15 ottobre 2019
Aggiornato 23:30

Salvini: «Malta regala benzina, bussole e giubbotti. Se Ue continua a prenderci in giro blocchiamo il bilancio»

«Non possiamo più spendere cinque miliardi per finti profughi e cooperative» denuncia il Ministro dell'Interno e vicepremier

Il ministro dell'Interno Matteo Salvini in un centro di accoglienza
Il ministro dell'Interno Matteo Salvini in un centro di accoglienza ANSA

ROMA - «Abbiamo già dimostrato che sappiamo difendere i confini, dimostreremo che eventualmente possiamo anche bloccare bilanci e attività europee fino a che l'Europa e qualche Paese continuerà a prendere in giro gli italiani. Non possiamo più spendere cinque miliardi di euro per dar da mangiare a finti profughi e per finanziare finte cooperative». Il ministro dell'Interno Matteo Salvini, parlando a margine di Eicma, il salone del ciclo e motociclo alla Fiera di Rho, torna sulla questione dei rapporti tesi con Bruxelles. «Se qualcuno era abituato a trattare la Lega da campo profughi, con questo governo hanno sbagliato indirizzo» ripete ancora.

Malta regala giubbotti e benzina
L'ultimo caso è quello denunciato proprio dal Viminale che riguarderebbe Malta. La Guardia costiera maltese avrebbe infatti intercettato una imbarcazione con 13 immigrati a bordo, ma anziché portarla al sicuro avrebbe fornito all'equipaggio una bussola per indicare la rotta verso l'Italia.

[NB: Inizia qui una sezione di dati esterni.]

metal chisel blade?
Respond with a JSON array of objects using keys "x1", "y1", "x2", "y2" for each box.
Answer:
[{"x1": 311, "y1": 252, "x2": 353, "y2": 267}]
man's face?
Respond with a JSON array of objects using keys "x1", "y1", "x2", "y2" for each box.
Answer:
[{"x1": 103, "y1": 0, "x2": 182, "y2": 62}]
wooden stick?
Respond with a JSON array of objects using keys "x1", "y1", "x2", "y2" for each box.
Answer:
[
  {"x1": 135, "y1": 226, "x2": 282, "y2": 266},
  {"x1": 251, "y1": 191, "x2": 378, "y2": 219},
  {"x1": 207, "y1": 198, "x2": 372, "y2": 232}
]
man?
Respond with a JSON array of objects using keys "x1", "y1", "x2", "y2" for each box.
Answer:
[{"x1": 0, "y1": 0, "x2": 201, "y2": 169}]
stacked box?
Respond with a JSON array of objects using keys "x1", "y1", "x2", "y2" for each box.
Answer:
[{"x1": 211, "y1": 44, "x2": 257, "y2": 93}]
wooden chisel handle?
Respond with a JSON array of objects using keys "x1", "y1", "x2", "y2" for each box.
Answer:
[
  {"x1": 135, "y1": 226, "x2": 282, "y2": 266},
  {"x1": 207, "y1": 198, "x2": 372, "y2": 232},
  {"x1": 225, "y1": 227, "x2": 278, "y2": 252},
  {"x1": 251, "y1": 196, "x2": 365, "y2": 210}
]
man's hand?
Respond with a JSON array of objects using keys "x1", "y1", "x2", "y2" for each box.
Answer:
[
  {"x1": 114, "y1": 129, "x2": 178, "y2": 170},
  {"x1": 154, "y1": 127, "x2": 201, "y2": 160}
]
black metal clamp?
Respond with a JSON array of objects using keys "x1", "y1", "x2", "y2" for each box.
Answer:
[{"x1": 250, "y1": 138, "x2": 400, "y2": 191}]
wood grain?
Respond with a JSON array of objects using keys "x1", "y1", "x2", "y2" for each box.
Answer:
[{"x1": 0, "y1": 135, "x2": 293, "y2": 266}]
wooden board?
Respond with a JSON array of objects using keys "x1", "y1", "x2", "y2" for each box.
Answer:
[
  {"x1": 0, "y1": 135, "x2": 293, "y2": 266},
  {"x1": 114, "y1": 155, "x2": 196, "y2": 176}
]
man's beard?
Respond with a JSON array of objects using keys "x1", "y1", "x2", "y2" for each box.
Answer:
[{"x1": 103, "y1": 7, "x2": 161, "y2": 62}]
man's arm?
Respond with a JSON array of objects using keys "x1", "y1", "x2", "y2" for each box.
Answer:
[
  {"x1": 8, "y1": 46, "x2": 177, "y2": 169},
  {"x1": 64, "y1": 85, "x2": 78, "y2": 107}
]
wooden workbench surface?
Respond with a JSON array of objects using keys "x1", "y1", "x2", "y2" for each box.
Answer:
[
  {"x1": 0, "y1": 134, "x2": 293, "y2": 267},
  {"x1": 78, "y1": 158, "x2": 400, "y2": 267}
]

Poi avrebbe dato acqua, due taniche di benzina e giubbotti di salvataggio di marca «Mecca Marine», azienda maltese che produce anche le uniformi della Marina de La Valletta. Questo secondo fonti del ministero dell'Interno italiano. L'imbarcazione con 13 persone sarebbe quindi arrivata a Lampedusa, dove gli immigrati - dieci tunisini e tre del Corno d'Africa, nel gruppo ci sono due donne - hanno raccontato l'episodio.

Cos'è successo il 9 novembre in Sicilia
«Ci sono indizi che, secondo gli investigatori, rendono credibili le testimonianze» spiegano fonti del Viminale, che hanno precisato che il barchino, arrivato la mattina di venerdì 9 novembre in Sicilia, era stato avvistato la notte prima da un velivolo della Guardia di Finanza in acque sar maltesi. Tra le 21 e le 22 l'imbarcazione partita dalla Tunisia aveva finito il carburante: solo dopo qualche ora, verso le 4 e grazie alla segnalazione italiana, sono intervenuti i maltesi. Una nave si è fermata a un centinaio di metri dalla barca alla deriva, facendo partire un gommone. A bordo alcune persone che, secondo i racconti degli africani, avevano divise «come quelle della guardia costiera» de La Valletta. Dopo aver riempito il serbatoio, il barchino è stato scortato verso l'Italia per almeno un'ora di navigazione. Peraltro, i giubbotti della Mecca Marine sarebbero stati dati dai maltesi anche agli immigrati poi saliti a bordo della Diciotti, lo scorso 15 agosto.

«Mi sono rotto, manderemo noi letteracce»
«Troppi indizi ci fanno credere d'essere di fronte a un vero e proprio atto ostile di un altro Paese dell'Unione europea» attacca Matteo Salvini. Dopo quanto emerso a Claviere nelle ultime settimane, «c'è la sensazione che l'Italia sia sotto attacco. Alcuni Paesi membri dell'Ue si disinteressano degli immigrati e ce li rifilano, mentre Bruxelles ci minaccia di sanzioni per la manovra: non ci faremo intimidire». E ancora: «Se è provato che i francesi scarichino i migranti nei boschi di notte e che i maltesi diano benzina, giubbotti e bussole agli immigrati dicendo loro 'sempre dritto si arriva in Italia', a questo punto basta, e invece di aspettare le letterine di Bruxelles siamo noi che mandiamo le letteracce a Bruxelles, perché sì, mi sono rotto le palle. Se Malta e Francia ci prendono in giro, ne pagheranno le conseguenze», ha concluso Salvini.